~4~

52 4 0
                                    

Powoli odwróciłam się w ich stronę i wyszłam naprzeciw twarzy, która śniła mi się w koszmarach. Ich wzrok był skupiony na mnie, niepewnie się uśmiechnęłam i wydukałam
- Nigdy pani nie wspominała, że ma pani wnuka. - Powiedziałam odkładając jednocześnie książki na blat biurka.
Czułam na sobie jego spojrzenie. Denerwowało mnie to.
- Nie miałam za bardzo okazji, w końcu nasze tematy polegały na treści książek.. - Powiedziawszy to usłyszałam jej chichot. Uśmiechnęłam się tym razem ciepło i przyjaźnie ignorując chłopaka nieopodal.
- Racja, jeśli już jesteśmy przy książkach to oddaje te wypożyczone na wakacje.
- Alison, Alison, czy tobie w głowie tylko książki? - Spytała z udawanym rozczarowaniem pani Smith.
- Skąd, dostałam się na uczelnie i mam zamiar nieco pohamować się z czytaniem.
- Jaką uczelnię? - Spytał się chłopak po raz pierwszy odkąd tu jestem.
- Detektywistyczną.
W jego oczach na ułamek sekundy można było zauważyć wielkie zainteresowanie, jednak zaraz zniknęło.
- Właśnie! Kompletnie zapomniałam was sobie przedstawić, ale ze mnie gapa! - Burknęła zirytowana pani Smith pukając się ręką w czoło.
- Alison to Colin, Colin to Alison, moja wierna czytelniczka i wolontariuszka.- Przedstawiła nas sobie, Colin wyciągnął ku mnie dłoń w geście przywitania, wyciągnęłam swoją i niepewnie uścisnęłam jego dłoń, odwzajemnił uścisk, uśmiechając się przy tym. Poczułam, że na mojej twarzy zaczął się pojawiać niepewny, a przy tym łagodny uśmiech.

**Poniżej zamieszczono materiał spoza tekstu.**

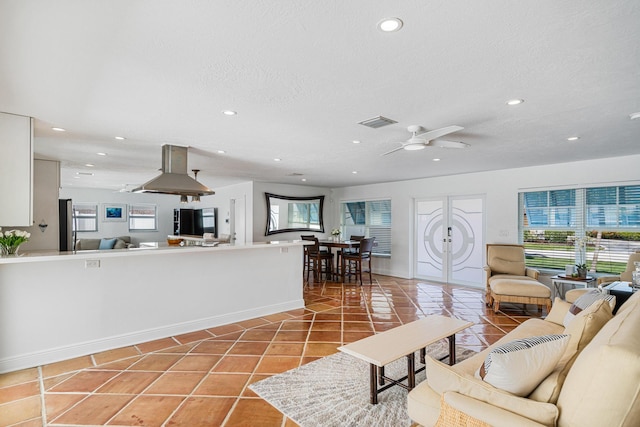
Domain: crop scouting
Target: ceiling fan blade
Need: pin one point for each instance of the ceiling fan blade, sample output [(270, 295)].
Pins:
[(437, 133), (447, 144), (393, 151)]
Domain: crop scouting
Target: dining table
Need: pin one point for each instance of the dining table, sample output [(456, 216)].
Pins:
[(340, 244)]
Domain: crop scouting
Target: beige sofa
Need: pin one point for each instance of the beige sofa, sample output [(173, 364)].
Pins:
[(596, 382), (122, 242)]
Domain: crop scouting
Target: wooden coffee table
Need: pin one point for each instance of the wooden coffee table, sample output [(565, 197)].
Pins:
[(383, 348)]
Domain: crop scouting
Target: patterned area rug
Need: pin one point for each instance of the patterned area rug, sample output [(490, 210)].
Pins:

                                ~*~
Siedziałam na ławce w ogrodzie patrząc na zachodzące słońce. Swoimi ostatnimi promieniami oświetlało moją bladą twarz. Ogród był piękny, razem z Nancy zadbaliśmy o to aby emanował pozytywną energią przez dni tego lata.


Zamknęłam oczy i westchnęłam, lato się kończyło a moje życie nawet nie myślało o tym żeby zwolnić. Za niedługo kończę 15 lat, ta myśl mnie uspakajała a jednocześnie przerażała. Jak sobie poradzę zupełnie sama? Nancy i Henry też już mieli swoje lata, a ja byłam dodatkowym ciężarem wymagającym opieki i miłości. Co prawda byli moją rodziną, ale nie prawdziwą. Nikt nie jest w stanie zastąpić mi moich rodziców.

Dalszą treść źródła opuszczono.